Luigi vs Airflow vs Pinball
Marton Trencseni - Sat 06 February 2016 - Data
After reviewing these three ETL worflow frameworks, I compiled a table comparing them. Here's the original Gdoc spreadsheet. If I had to build a new ETL system today from scratch, I would use Airflow.
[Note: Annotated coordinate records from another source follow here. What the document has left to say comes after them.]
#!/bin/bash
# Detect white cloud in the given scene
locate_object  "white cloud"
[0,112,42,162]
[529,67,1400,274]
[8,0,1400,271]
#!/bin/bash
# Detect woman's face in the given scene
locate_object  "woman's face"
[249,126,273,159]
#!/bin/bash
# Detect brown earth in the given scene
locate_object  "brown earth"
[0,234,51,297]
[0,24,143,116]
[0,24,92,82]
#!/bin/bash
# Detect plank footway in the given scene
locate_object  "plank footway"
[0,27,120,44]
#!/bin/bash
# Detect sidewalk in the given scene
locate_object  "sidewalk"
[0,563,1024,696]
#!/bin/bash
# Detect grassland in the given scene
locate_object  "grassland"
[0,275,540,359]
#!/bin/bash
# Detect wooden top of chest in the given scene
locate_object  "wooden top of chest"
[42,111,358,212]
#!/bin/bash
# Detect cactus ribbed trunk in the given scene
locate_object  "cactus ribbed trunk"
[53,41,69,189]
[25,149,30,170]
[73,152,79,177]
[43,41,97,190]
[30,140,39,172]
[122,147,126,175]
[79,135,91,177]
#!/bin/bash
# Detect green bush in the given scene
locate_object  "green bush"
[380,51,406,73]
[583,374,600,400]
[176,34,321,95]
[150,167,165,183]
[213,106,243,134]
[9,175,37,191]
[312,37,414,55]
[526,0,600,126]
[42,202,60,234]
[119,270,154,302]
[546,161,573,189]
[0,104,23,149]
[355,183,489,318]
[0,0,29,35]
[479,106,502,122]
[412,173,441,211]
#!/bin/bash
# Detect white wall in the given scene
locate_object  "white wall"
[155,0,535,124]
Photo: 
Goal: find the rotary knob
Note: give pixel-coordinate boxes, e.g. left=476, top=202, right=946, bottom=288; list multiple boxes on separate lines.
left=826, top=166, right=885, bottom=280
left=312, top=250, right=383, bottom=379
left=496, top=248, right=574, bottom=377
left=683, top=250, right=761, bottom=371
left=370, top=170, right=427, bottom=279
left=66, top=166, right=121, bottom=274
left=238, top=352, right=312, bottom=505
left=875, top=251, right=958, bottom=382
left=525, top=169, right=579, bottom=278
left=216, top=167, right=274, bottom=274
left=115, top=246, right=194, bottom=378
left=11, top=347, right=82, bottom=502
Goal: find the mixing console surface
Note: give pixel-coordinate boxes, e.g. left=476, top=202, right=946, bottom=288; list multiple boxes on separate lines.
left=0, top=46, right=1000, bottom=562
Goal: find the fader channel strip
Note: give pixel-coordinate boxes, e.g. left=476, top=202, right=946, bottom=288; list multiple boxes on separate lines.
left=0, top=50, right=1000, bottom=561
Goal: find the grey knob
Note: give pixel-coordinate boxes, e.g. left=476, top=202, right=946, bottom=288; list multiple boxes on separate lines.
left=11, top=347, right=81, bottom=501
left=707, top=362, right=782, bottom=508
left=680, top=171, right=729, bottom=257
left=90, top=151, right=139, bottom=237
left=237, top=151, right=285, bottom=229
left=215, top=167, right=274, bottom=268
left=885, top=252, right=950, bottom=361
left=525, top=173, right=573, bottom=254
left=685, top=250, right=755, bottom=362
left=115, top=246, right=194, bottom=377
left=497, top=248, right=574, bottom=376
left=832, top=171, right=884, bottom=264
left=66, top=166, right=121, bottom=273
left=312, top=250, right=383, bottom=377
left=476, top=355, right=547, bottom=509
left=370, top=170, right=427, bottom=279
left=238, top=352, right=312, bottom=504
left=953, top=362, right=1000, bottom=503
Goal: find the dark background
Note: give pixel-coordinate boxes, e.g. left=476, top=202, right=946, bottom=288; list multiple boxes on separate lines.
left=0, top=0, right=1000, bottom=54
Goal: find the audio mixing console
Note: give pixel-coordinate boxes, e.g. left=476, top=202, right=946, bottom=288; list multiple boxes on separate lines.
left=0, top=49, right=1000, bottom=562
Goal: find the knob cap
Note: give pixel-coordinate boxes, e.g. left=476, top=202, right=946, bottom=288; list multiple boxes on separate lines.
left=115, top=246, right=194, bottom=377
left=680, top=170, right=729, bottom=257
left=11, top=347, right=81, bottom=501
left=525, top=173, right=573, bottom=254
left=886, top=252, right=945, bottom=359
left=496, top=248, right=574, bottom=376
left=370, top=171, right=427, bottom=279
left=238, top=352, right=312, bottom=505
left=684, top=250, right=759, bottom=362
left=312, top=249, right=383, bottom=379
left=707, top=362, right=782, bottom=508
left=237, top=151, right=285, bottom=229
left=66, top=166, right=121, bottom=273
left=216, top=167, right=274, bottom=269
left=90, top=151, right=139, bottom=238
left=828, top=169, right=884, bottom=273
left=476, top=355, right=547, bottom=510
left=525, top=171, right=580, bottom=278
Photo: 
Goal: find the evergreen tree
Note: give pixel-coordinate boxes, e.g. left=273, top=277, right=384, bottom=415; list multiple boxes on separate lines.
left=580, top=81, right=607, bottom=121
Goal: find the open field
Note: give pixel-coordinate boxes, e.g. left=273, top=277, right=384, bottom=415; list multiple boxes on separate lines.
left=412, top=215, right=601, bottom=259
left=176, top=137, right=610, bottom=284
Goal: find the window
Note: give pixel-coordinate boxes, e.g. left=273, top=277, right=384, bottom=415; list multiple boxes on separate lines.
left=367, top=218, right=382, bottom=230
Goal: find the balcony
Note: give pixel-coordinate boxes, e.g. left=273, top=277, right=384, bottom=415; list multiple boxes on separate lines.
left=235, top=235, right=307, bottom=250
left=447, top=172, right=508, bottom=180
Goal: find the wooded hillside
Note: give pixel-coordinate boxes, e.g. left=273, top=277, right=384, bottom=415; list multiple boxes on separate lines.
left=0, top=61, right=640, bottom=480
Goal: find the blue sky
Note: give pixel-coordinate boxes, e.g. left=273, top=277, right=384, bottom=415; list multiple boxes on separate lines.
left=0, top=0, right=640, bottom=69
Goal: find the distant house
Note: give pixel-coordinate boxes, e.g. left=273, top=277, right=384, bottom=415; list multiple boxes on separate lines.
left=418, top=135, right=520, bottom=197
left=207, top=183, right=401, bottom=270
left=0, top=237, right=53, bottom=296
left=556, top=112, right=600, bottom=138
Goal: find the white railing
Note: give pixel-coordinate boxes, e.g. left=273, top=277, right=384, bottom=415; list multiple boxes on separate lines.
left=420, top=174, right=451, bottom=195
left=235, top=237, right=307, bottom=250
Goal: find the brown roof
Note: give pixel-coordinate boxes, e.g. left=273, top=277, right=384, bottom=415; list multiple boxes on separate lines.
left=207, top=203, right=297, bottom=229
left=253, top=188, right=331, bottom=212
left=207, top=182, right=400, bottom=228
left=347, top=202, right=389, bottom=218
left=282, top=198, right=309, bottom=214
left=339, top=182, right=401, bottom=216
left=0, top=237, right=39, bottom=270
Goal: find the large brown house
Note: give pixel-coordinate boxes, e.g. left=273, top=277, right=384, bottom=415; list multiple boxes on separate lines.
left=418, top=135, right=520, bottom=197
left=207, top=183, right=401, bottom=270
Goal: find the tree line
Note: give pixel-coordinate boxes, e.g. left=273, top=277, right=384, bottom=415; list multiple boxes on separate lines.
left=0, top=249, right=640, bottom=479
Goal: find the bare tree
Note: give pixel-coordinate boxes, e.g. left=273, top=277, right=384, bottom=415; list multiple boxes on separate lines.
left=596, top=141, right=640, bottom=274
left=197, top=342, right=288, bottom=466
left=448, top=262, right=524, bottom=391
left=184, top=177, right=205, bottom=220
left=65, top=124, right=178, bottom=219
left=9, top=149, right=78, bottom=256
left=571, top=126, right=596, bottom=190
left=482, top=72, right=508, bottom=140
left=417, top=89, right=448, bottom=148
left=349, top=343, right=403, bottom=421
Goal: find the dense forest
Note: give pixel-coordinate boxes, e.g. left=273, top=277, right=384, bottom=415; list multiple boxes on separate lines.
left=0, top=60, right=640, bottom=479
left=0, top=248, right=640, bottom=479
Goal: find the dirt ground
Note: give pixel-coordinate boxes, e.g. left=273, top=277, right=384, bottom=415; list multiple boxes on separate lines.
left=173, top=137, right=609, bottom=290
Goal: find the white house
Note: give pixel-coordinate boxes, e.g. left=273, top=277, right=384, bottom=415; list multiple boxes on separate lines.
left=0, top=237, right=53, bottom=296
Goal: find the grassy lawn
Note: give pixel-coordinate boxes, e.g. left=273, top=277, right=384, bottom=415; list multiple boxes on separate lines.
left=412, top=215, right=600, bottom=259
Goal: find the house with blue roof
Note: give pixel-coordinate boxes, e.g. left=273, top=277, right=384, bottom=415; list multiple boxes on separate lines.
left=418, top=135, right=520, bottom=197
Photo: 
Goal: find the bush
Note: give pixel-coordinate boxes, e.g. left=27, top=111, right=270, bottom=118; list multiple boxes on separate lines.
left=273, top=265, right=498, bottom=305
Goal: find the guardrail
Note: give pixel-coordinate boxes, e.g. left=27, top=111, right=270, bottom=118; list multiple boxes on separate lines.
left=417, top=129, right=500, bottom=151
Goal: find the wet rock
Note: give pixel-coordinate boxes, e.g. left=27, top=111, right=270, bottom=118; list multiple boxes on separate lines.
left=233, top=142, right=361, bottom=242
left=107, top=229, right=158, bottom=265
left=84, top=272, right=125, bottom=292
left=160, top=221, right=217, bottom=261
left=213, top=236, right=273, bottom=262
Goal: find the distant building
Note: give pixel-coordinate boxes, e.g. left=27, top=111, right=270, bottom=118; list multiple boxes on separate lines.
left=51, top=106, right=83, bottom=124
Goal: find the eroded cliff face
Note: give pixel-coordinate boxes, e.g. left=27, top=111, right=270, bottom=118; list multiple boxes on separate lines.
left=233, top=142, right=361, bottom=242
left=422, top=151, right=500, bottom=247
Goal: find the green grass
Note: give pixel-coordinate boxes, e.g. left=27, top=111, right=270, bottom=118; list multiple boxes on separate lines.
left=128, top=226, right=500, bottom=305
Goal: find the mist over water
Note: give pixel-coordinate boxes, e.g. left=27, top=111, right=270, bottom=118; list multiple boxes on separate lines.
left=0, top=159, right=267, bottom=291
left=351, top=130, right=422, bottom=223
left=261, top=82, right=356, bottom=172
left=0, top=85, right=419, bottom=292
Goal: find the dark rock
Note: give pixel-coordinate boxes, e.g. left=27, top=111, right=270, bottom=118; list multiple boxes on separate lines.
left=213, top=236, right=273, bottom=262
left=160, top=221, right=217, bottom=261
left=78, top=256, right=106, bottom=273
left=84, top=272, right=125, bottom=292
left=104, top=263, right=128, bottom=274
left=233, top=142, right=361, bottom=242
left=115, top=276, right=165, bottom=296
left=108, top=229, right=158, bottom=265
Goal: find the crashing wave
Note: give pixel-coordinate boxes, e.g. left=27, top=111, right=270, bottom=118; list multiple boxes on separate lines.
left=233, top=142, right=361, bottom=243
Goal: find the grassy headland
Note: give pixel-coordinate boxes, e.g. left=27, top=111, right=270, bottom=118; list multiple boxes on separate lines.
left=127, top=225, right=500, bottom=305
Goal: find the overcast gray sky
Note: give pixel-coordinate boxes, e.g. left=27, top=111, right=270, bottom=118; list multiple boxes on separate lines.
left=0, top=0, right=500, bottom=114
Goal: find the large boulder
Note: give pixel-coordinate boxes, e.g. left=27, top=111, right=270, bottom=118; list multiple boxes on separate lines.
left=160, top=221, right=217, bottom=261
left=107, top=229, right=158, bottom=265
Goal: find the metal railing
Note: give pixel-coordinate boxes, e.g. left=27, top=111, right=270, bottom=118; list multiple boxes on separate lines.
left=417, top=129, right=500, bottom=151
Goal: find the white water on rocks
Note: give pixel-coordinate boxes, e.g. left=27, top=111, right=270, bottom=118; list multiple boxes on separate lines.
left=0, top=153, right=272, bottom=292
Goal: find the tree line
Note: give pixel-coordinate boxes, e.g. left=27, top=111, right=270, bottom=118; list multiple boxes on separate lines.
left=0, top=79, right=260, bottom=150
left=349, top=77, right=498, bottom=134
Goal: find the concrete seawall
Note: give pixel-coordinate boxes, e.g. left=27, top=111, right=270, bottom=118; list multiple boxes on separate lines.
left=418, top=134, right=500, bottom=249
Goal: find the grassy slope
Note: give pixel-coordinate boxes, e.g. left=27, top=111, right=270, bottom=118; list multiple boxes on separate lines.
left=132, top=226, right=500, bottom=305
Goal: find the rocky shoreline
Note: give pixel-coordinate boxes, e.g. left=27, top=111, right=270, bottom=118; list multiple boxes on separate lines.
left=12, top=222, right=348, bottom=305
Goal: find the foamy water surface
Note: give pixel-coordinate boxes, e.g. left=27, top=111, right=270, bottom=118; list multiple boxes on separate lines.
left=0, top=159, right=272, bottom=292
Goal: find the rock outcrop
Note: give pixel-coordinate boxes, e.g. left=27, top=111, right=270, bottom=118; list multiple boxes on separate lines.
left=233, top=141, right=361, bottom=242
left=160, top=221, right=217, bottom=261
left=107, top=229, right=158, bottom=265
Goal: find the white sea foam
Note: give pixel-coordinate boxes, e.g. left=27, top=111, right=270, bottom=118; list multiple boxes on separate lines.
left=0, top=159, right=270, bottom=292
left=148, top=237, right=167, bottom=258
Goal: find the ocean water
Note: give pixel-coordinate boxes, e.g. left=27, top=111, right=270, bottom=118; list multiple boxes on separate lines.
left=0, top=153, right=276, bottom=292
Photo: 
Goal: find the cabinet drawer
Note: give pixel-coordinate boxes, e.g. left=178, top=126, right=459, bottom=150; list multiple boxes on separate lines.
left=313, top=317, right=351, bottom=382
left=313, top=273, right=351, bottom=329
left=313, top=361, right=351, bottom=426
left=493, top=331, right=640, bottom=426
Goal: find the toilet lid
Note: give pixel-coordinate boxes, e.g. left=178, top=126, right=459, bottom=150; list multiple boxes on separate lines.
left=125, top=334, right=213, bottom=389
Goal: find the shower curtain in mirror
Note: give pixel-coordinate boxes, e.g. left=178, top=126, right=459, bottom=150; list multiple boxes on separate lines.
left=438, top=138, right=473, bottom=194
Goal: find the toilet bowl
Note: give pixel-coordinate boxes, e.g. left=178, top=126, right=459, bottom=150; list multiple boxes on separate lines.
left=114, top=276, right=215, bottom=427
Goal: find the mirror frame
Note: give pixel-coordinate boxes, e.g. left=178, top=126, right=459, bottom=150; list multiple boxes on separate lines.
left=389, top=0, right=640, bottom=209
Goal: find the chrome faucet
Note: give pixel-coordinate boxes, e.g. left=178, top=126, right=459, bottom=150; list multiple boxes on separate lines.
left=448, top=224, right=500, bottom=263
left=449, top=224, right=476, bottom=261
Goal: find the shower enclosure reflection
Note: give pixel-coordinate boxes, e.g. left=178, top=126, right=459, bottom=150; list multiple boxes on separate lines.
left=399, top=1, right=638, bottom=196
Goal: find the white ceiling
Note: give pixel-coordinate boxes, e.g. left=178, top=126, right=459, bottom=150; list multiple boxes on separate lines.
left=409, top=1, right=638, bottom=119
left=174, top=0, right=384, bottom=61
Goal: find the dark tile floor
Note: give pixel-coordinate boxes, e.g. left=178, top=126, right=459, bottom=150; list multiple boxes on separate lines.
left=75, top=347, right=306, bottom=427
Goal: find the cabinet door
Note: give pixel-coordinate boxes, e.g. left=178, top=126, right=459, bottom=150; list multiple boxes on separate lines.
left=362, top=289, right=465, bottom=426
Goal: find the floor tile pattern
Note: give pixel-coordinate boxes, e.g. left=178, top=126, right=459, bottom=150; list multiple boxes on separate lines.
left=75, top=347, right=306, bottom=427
If you find any mistakes, please let me know at mtrencseni@gmail.com.
| A | B | C | D | |
|---|---|---|---|---|
1  | Luigi | Airflow | Pinball | |
2  | repo | https://github.com/spotify/luigi | https://github.com/airbnb/airflow | https://github.com/pinterest/pinball | 
3  | docs | http://luigi.readthedocs.org | https://airflow.readthedocs.org | none | 
4  | my review | http://bytepawn.com/luigi.html | http://bytepawn.com/airflow.html | http://bytepawn.com/pinball.html | 
5  | github forks | 750 | 345 | 58 | 
6  | github stars | 4029 | 1798 | 506 | 
7  | github watchers | 319 | 166 | 47 | 
8  | commits in last 30 days | lots of commits | lots of commits | 3 commits | 
9  | architecture | |||
10  | web dashboard | not really, minimal | very nice | yes | 
11  | code/dsl | code | code | python dict + python code | 
12  | files/datasets | yes, targets | not really, as special tasks | ? | 
13  | calendar scheduling | no, use cron | yes, LocalScheduler | yes | 
14  | datadoc'able [1] | maybe, doesn't really fit | probably, by convention | yes, dicts would be easy to parse | 
15  | backfill jobs | yes | yes | ? | 
16  | persists state | kindof | yes, to db | yes, to db | 
17  | tracks history | yes | yes, in db | yes, in db | 
18  | code shipping | no | yes, pickle | workflow is shipped using pickle, jobs are not? | 
19  | priorities | yes | yes | ? | 
20  | parallelism | yes, workers, threads per workers | yes, workers | ? | 
21  | control parallelism | yes, resources | yes, pools | ? | 
22  | cross-dag deps | yes, using targets | yes, using sensors | yes | 
23  | finds new deployed tasks | no | yes | ? | 
24  | executes dag | no, have to create special sink task | yes | yes | 
25  | multiple dags | no, just one | yes, also several dag instances (dagruns) | yes | 
26  | scheduler/workers | |||
27  | starting workers | users start worker procceses | scheduler spawns workers processes | users start worker procceses | 
28  | comms | scheduler's HTTP API | minimal, in state db | through master module using Swift | 
29  | workers execute | worker can execute tasks that is has locally | worker reads pickled tasks from db | worker can execute tasks that is has locally? | 
30  | contrib | |||
31  | hadoop | yes | yes | yes | 
32  | pig | yes | doc mentions PigOperator, it's not in the source | no | 
33  | hive | yes | yes | yes | 
34  | pgsql | yes | yes | no | 
35  | mysql | yes | yes | no | 
36  | redshift | yes | no | no | 
37  | s3 | yes | yes | yes | 
38  | source | |||
39  | written in | python | python | python | 
40  | loc | 18,000 | 21,000 | 18,000 | 
41  | tests | lots | minimal | lots | 
42  | maturity | fair | low | low | 
43  | other serious users | yes | not really | no | 
44  | pip install | yes | yes | broken | 
45  | niceties | - | sla, xcom, variables, trigger rules, celery, charts | pass data between jobs | 
46  | does it for you | |||
47  | sync tasks to workers | no | yes | no | 
48  | scheduling | no | yes | yes | 
49  | monitoring | no | no | no | 
50  | alerting | no | slas, but probably not enough | sends emails | 
51  | dashboards | no | yes | yes | 
[1] By datadoc'able I mean: could you write a script which reads and parses the ETL jobs, and generates a nice documentation about your datasets and which ETL jobs read/write them. At Prezi we did this, we called it datadoc.